Description of the Related Art
Digital inkjet printers are used to generate different effects on substrates, such as a glossy surface or highlighting. One way to generate these effects is by using different substrates, such as paper coated with a glossy substance. These substrates, however, cause the entire substrate to show the effect and are more expensive than traditional substrates. FIG. 1A (prior art) is an example of using a matte substrate 100 as a background for printing an object 105. Because the matte substrate 100 applies to the entire background, it cannot be used to highlight specific areas of the substrate, such as text.
As a result of the problems associated with substrates, using a curable inkjet ink to produce the effect is more cost effective and preferable because the effect can be isolated to specific locations. These effects can be produced during ink curing or after the ink has hardened. The ink is typically cured by exposing ink that contains a photoinitiator to ultraviolet (UV) light.
Curable inkjet inks are particularly popular for grand or super-wide format printing systems, which are adapted for billboards, museum displays, billboards, sails, etc. because UV cured inks remain durable on a variety of substrate media.
Printers typically perform UV curing with various light sources, for example, mercury vapor lamps or metal halide bulbs.

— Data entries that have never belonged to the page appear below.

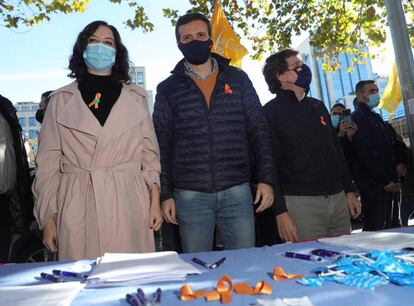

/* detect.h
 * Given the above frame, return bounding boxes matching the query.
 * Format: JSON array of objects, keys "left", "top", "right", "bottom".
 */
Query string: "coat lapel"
[
  {"left": 56, "top": 82, "right": 102, "bottom": 137},
  {"left": 92, "top": 84, "right": 148, "bottom": 159}
]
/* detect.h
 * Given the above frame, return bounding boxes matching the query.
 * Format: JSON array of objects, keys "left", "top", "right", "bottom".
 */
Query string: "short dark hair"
[
  {"left": 41, "top": 91, "right": 53, "bottom": 99},
  {"left": 175, "top": 12, "right": 212, "bottom": 41},
  {"left": 263, "top": 49, "right": 299, "bottom": 94},
  {"left": 355, "top": 80, "right": 376, "bottom": 93},
  {"left": 330, "top": 103, "right": 346, "bottom": 112},
  {"left": 68, "top": 20, "right": 131, "bottom": 83}
]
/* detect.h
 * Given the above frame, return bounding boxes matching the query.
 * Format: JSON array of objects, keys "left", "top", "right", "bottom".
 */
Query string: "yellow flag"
[
  {"left": 211, "top": 1, "right": 248, "bottom": 67},
  {"left": 379, "top": 62, "right": 403, "bottom": 120}
]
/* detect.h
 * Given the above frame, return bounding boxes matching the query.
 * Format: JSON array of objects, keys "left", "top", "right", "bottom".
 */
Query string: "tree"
[{"left": 2, "top": 0, "right": 413, "bottom": 68}]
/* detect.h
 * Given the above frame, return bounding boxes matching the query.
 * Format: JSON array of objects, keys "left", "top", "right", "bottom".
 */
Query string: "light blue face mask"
[
  {"left": 331, "top": 114, "right": 340, "bottom": 128},
  {"left": 83, "top": 43, "right": 116, "bottom": 72},
  {"left": 368, "top": 93, "right": 380, "bottom": 109}
]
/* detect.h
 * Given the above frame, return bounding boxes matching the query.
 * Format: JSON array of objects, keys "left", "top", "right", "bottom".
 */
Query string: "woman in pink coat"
[{"left": 33, "top": 21, "right": 163, "bottom": 260}]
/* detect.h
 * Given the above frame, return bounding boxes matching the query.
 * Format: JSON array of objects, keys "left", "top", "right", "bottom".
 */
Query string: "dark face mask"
[
  {"left": 178, "top": 39, "right": 212, "bottom": 65},
  {"left": 35, "top": 108, "right": 45, "bottom": 124},
  {"left": 294, "top": 63, "right": 312, "bottom": 89}
]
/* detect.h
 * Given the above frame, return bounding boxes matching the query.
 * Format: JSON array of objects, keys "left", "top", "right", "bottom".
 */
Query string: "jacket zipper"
[{"left": 188, "top": 75, "right": 221, "bottom": 192}]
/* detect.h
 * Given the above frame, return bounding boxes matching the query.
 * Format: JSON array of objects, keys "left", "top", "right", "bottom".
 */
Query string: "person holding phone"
[
  {"left": 330, "top": 103, "right": 358, "bottom": 141},
  {"left": 330, "top": 103, "right": 358, "bottom": 169}
]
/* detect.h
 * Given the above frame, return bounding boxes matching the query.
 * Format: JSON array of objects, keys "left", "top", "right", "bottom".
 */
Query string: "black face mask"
[
  {"left": 35, "top": 108, "right": 45, "bottom": 124},
  {"left": 294, "top": 63, "right": 312, "bottom": 89},
  {"left": 178, "top": 39, "right": 212, "bottom": 65}
]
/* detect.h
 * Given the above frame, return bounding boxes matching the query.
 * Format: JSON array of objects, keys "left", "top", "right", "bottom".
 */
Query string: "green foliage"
[
  {"left": 0, "top": 0, "right": 89, "bottom": 27},
  {"left": 2, "top": 0, "right": 413, "bottom": 70}
]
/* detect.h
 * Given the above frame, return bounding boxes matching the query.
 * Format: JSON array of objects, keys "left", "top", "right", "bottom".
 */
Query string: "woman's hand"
[
  {"left": 149, "top": 184, "right": 163, "bottom": 231},
  {"left": 42, "top": 218, "right": 58, "bottom": 253}
]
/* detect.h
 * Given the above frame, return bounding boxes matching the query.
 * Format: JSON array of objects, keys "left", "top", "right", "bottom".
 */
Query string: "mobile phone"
[{"left": 341, "top": 109, "right": 352, "bottom": 124}]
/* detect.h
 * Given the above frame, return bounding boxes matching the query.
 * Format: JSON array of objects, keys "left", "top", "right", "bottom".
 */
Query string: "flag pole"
[{"left": 385, "top": 0, "right": 414, "bottom": 156}]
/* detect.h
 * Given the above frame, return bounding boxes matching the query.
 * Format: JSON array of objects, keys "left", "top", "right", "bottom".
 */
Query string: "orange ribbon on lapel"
[
  {"left": 273, "top": 266, "right": 304, "bottom": 281},
  {"left": 180, "top": 275, "right": 272, "bottom": 304}
]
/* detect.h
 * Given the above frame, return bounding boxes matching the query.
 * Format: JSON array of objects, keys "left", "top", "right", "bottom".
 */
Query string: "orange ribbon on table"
[
  {"left": 273, "top": 266, "right": 304, "bottom": 281},
  {"left": 180, "top": 275, "right": 233, "bottom": 304},
  {"left": 180, "top": 275, "right": 272, "bottom": 304},
  {"left": 233, "top": 280, "right": 272, "bottom": 295}
]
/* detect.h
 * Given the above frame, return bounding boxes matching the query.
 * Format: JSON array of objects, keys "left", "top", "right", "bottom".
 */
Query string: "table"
[{"left": 1, "top": 227, "right": 413, "bottom": 306}]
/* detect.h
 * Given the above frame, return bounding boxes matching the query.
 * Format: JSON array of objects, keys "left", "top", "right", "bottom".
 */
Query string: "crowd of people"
[{"left": 1, "top": 12, "right": 413, "bottom": 262}]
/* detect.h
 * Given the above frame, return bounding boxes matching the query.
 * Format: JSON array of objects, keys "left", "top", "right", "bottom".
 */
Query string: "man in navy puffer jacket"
[{"left": 153, "top": 12, "right": 274, "bottom": 253}]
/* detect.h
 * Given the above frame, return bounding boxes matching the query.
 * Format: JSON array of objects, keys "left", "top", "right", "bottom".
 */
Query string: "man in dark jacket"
[
  {"left": 263, "top": 49, "right": 361, "bottom": 242},
  {"left": 0, "top": 95, "right": 33, "bottom": 262},
  {"left": 153, "top": 12, "right": 274, "bottom": 253},
  {"left": 352, "top": 80, "right": 405, "bottom": 230}
]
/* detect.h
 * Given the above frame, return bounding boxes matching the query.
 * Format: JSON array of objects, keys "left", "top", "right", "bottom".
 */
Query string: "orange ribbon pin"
[
  {"left": 224, "top": 84, "right": 233, "bottom": 94},
  {"left": 273, "top": 266, "right": 304, "bottom": 281},
  {"left": 88, "top": 92, "right": 102, "bottom": 109}
]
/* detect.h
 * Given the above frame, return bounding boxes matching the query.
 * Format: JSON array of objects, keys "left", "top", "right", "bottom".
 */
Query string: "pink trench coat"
[{"left": 33, "top": 81, "right": 161, "bottom": 260}]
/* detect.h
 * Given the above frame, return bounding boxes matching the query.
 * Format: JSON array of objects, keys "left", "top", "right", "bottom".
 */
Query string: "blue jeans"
[
  {"left": 401, "top": 196, "right": 414, "bottom": 226},
  {"left": 174, "top": 183, "right": 255, "bottom": 253}
]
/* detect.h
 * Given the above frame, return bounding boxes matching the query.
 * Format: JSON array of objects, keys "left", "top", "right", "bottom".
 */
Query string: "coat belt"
[{"left": 60, "top": 160, "right": 142, "bottom": 255}]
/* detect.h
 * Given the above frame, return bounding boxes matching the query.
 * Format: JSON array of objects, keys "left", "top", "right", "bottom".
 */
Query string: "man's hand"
[
  {"left": 161, "top": 198, "right": 178, "bottom": 225},
  {"left": 280, "top": 81, "right": 306, "bottom": 101},
  {"left": 384, "top": 182, "right": 401, "bottom": 193},
  {"left": 345, "top": 192, "right": 361, "bottom": 219},
  {"left": 254, "top": 183, "right": 274, "bottom": 213},
  {"left": 276, "top": 212, "right": 298, "bottom": 242},
  {"left": 42, "top": 218, "right": 58, "bottom": 253},
  {"left": 396, "top": 163, "right": 407, "bottom": 178}
]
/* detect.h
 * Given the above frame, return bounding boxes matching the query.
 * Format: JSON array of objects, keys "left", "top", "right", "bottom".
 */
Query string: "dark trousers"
[
  {"left": 255, "top": 208, "right": 281, "bottom": 246},
  {"left": 385, "top": 192, "right": 402, "bottom": 228},
  {"left": 160, "top": 222, "right": 182, "bottom": 253},
  {"left": 358, "top": 181, "right": 392, "bottom": 231},
  {"left": 0, "top": 194, "right": 11, "bottom": 263}
]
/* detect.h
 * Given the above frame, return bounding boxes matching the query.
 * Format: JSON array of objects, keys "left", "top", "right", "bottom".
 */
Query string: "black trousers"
[
  {"left": 358, "top": 181, "right": 393, "bottom": 231},
  {"left": 0, "top": 194, "right": 11, "bottom": 263}
]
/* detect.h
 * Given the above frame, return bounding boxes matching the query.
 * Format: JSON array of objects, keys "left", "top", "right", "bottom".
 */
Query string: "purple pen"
[
  {"left": 126, "top": 293, "right": 140, "bottom": 306},
  {"left": 284, "top": 252, "right": 323, "bottom": 262},
  {"left": 40, "top": 272, "right": 63, "bottom": 283},
  {"left": 311, "top": 249, "right": 342, "bottom": 258},
  {"left": 136, "top": 288, "right": 147, "bottom": 305},
  {"left": 153, "top": 288, "right": 162, "bottom": 304},
  {"left": 52, "top": 269, "right": 87, "bottom": 278}
]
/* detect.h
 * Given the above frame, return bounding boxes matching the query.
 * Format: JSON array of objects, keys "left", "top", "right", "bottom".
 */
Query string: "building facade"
[
  {"left": 297, "top": 38, "right": 375, "bottom": 110},
  {"left": 15, "top": 101, "right": 41, "bottom": 140},
  {"left": 129, "top": 66, "right": 154, "bottom": 114}
]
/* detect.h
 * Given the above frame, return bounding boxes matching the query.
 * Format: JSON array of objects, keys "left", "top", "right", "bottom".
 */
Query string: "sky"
[{"left": 0, "top": 0, "right": 396, "bottom": 105}]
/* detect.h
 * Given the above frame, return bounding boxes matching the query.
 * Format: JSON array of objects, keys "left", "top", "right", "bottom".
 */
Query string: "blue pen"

The problem with these types of various light sources, however, is that they require several minutes after activation to stabilize, they produce excessive heat during curing, ozone is a byproduct of their use, and the light sources have a limited shelf-life.
Another technique for UV curing involves the use of light emitting diodes (LED) that emit UV radiation. UV LEDs are ready to perform curing as soon as they are activated, they require less energy than UV bulbs, and they produce less heat because the LED can be designed to emit a narrow range of wavelengths. U.S. Pat. No. 6,786,589 discloses an ink jet printer in which multiple UV light sources use LEDs to harden the ink drops. U.S. Publication Number 2004/0166249 discloses the use of UV-LED chip arrays to cure inks, where each row in an array can emit a different wavelength of light, but each LED in a row is activated at the same time. In US2006/0119686, each printhead ejector corresponds to one UV-LED and each ink droplet is exposed to the UV-LED exactly once.
FIG. 1B (prior art) illustrates the results of using the UV-LEDs, as taught in these references, to create a matte surface next to an object. Because the UV LEDs are always activated together, the matte is created in all places where a UV curing ink is deposited. Thus, in this example the matte 110 and the object 105 create a matte surface because both inks contain photoinitiators and the entire surface is exposed to the UV-LEDs.
Printers are configured to generate different curing effects using UV ink on a single print by adjusting the UV lamp output to vary the ink curing and surface characteristics. For example, reducing the initial dosage of UV output generates a glossy effect. Increasing the dosage creates a more matte surface. The area can be manipulated by curing once to set the ink and followed with post-dosages to generate different effects.